Luke Garrison took the oath of office for the Quincy City Council seat No. 2 on May 9.
Photo by Dave Burgess/Post-Register

Roduner resigned from the City Council at the April 18 meeting because he is moving outside the city limits.
City Council members Paul Worley, David Day, Tom Harris, Josey Ferguson and Sonia Padron were present to select their new colleague. David Durfee was absent.
They interviewed five city residents on Tuesday night as candidates: Garrison, Cathie Wind, Robert Buys, Keith Anstine and Scott Lybbert. One at a time, while the others waited outside in the foyer, the candidates introduced themselves to the City Council and then faced questions from council members.

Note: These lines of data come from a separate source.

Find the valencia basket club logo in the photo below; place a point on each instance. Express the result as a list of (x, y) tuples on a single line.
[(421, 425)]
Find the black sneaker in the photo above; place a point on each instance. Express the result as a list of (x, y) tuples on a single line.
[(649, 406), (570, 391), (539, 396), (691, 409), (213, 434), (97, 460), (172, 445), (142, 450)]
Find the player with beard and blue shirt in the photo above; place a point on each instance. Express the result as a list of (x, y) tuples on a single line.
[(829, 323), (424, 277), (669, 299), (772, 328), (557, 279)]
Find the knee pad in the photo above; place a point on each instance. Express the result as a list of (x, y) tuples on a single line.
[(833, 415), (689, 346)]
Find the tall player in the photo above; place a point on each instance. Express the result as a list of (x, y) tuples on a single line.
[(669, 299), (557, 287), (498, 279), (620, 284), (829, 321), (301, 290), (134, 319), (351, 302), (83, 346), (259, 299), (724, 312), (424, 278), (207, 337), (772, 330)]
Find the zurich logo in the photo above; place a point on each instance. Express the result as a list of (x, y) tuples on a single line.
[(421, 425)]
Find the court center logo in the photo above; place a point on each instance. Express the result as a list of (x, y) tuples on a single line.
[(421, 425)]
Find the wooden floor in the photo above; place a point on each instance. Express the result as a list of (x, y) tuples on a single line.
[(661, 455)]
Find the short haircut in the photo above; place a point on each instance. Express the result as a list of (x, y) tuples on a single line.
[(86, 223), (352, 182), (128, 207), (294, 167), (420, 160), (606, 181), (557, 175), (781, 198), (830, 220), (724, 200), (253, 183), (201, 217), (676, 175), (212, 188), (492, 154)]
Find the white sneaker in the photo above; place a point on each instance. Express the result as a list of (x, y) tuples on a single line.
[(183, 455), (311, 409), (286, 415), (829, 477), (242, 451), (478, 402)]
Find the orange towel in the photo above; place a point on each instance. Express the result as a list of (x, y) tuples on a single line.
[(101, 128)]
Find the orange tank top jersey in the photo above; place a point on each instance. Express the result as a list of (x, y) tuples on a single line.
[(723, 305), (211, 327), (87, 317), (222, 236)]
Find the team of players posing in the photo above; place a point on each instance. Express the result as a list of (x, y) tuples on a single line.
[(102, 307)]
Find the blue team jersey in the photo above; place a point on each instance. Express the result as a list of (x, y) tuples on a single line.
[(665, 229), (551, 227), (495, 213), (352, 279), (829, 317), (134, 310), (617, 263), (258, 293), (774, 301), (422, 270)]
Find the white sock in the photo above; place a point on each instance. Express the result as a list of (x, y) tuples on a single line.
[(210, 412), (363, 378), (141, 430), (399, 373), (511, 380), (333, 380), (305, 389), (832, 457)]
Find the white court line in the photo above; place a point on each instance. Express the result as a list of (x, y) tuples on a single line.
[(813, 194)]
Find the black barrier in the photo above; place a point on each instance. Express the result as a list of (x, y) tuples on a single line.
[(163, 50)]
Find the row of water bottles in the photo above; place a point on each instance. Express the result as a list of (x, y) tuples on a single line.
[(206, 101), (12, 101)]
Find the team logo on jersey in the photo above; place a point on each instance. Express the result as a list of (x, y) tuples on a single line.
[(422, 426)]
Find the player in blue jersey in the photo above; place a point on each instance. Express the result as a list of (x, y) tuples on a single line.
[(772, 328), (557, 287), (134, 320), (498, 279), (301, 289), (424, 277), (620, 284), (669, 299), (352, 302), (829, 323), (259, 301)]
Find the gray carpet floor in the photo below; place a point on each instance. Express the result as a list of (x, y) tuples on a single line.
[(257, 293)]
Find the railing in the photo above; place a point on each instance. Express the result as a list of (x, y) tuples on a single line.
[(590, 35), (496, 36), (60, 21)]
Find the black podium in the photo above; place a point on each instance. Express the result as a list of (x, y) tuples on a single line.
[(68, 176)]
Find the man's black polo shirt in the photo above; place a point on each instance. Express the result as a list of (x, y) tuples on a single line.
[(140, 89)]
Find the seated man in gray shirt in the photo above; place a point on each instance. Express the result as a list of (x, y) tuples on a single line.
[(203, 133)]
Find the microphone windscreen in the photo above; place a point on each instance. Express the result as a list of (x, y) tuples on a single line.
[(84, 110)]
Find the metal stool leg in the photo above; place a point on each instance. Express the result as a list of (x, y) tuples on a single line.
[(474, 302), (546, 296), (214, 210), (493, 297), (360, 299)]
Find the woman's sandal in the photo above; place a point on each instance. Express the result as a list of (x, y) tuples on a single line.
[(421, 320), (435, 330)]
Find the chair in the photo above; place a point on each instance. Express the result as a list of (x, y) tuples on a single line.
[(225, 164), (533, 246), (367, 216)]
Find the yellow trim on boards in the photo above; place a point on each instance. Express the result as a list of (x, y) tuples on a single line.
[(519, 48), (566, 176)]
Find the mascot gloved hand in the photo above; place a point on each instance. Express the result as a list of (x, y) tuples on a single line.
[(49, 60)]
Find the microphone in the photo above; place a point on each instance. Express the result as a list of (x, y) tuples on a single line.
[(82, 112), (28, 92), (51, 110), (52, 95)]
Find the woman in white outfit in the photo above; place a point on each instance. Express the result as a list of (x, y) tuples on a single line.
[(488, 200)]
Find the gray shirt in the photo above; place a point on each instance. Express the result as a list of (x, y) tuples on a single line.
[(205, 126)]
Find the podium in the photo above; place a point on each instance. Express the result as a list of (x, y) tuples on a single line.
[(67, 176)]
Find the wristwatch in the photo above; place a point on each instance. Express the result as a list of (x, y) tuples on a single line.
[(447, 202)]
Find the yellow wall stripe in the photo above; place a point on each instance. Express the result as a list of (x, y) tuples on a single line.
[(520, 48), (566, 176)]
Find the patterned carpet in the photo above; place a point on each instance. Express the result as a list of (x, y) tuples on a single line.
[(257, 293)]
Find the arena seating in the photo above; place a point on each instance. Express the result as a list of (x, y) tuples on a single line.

The questions were the same for each candidate. Padron asked the candidate to name the two best qualities the candidate would bring to the council. Harris asked what the candidate wants to see in Quincy in the next four years. Ferguson asked whether the candidate planned to run for city office in this year’s election if not appointed to the open seat. Mayor Jim Hemberry asked whether the candidate – if appointed – would run in the election.
The council members left to talk and returned in about 15 minutes. The first candidate named and voted on was Garrison, and the motion carried in a 3-2 vote.
After the meeting, Garrison said he had been thinking about serving in public office for a few months.
“I feel excited and thankful for the opportunity to serve the citizens of Quincy more than what I do now, in regards to the fire district,” he said.